いくら何でも、機関銃の弾幕を船の動きで避けることは難しい。
「啓壱朗、運転を代われ!」
「うえ!? そ、そう言われてもねぇ……」
勇輔は反論など聞きもせず、啓壱朗に操縦を任せて漁船の先頭に立つ。
そして海水に手を突っ込み、思念力を込めて水の塊を引き上げる。
魚が何匹か入って泳いでいるそれを、水の壁として船の先に載せたッ。
「なっ!?」
迎撃に当たっていた兵士はたじろいだが、とにかく機関銃を向ける。
重機関銃の射程に入った漁船に、大口径弾の圧倒的弾幕を放つッ!
だが、厚さ一メートルの水の抵抗は凄まじかった。
人間の上半身がちぎれ飛ぶ威力の五〇口径弾が、水の壁に阻まれ、中の魚だけが砕け散った。
「そのままフリゲートに突っ込め!」
指示を出す勇輔。再び海面に手を突っ込み、思念力を込めて水を手に取る。
勇輔が手に持てば、水は兵器となる。ボール状に固められた海水を用意し、投げる。
「み、水のボーるベォッ!?」
投げつけられた水球は鉄塊のごとき衝撃力を発揮。機関銃手の顔面をベキバギォと砕く。
「ちょ、ちょ、勇輔ッ! 操作がきかな……ッ!」
操縦桿を握る啓壱朗の目の前に、フリゲートの側壁が目に入る。
そのままズガドギャベゴゥと漁船は衝突。敵艦の横腹に突き刺さった。
「よし、乗り込むぞ啓壱朗!」
「む、無茶苦茶すぎですよアンタ……」
勇輔は漁船とフリゲートをロープで縛り、二人で甲板に登る。
敵側もただちに戦闘態勢に入った。警報が鳴り、艦内放送が流れる。
『甲板上に敵兵が侵入ッ! ただちに射殺せよッ!』
マガフ中尉が命令を出し、多数の銃を持った兵が甲板に向けて走る。
「僕が奴らを陽動します。貴方なら居場所が分かるはず、ミミカさんを助けてあげて下さい」
「わかった。……死ぬなよ、啓壱朗」
勇輔は言って、艦を触ってミミカの居場所を探り、啓壱朗の元から走り去った。
「いたぞ! あそこだッ!」
兵士の一人が啓壱朗を見つけ、即座に銃を構えて発射。後方からさらに二人が続き、銃撃。
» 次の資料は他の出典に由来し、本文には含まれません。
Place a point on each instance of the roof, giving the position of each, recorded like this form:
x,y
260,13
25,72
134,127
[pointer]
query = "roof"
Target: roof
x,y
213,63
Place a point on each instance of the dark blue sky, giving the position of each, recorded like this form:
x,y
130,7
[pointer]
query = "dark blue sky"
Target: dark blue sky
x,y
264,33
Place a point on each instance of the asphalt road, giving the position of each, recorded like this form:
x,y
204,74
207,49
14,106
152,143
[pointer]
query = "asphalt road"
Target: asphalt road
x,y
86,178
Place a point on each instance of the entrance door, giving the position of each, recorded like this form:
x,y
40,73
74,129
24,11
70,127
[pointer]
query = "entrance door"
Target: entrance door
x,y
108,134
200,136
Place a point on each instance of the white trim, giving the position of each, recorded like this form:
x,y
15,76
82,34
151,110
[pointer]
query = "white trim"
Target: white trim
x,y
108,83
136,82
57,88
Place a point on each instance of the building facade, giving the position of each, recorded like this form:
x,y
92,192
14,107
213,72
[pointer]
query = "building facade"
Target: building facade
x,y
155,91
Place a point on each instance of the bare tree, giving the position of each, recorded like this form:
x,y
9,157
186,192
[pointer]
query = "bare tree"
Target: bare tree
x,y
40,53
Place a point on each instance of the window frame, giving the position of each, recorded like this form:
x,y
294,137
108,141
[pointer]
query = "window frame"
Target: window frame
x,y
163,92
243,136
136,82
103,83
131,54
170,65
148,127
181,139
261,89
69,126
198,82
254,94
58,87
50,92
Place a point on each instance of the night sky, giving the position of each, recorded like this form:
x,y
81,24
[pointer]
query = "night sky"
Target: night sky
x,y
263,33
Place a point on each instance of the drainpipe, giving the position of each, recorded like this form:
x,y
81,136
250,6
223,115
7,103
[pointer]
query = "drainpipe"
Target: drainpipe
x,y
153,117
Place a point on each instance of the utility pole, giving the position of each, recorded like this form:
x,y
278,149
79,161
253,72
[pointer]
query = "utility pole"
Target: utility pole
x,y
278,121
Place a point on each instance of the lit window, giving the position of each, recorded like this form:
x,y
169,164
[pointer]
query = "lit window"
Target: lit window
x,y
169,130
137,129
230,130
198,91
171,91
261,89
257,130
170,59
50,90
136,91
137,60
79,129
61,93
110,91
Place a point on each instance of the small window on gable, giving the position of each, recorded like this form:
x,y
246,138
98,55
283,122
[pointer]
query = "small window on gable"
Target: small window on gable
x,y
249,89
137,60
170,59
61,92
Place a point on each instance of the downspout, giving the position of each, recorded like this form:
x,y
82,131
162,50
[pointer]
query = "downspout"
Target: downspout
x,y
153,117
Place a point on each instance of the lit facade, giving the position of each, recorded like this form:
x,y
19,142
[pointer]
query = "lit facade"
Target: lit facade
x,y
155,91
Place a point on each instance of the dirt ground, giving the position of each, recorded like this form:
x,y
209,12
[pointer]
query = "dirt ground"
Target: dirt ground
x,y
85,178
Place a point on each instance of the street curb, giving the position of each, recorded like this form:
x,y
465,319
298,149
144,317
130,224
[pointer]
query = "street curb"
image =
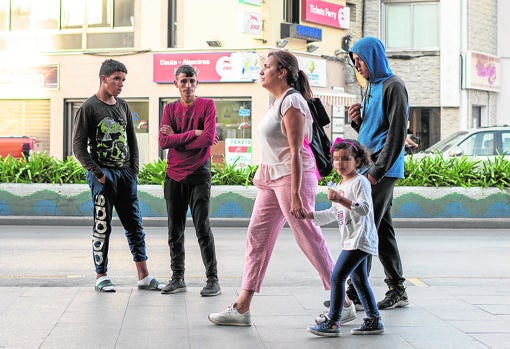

ガリル突撃銃とウージー・サブマシンガン二丁が火閃を噴く!
「玄武停弾把!」
啓壱朗はフルオート射撃の銃弾を物理力で操作、自らの眼前でビタビタビタァッと止めた。
大地と水を司る玄武の奥義。放たれた物体にブレーキをかけ、停止させて無力化するッ。
兵士たちは弾切れするまで連射したが、啓壱朗は全くの無傷だった。
「初めて使いましたが、意外とイケるものですねぇ……」
「な……」
「何を驚いているんです? まさか銃が無ければ戦えないとでも?」
そう言うと、啓壱朗はさらに玄武の奥義を発動し、付近の海面から巨大な水の龍を創り出す。
「水を操るのは勇輔の特権ではありませんよ? 玄武水龍波ッ!」
「ひっ……!? ごボゴボァァッ!」
兵士三名は放たれた水龍に飲まれ、そのまま海に引きずりこまれて退場。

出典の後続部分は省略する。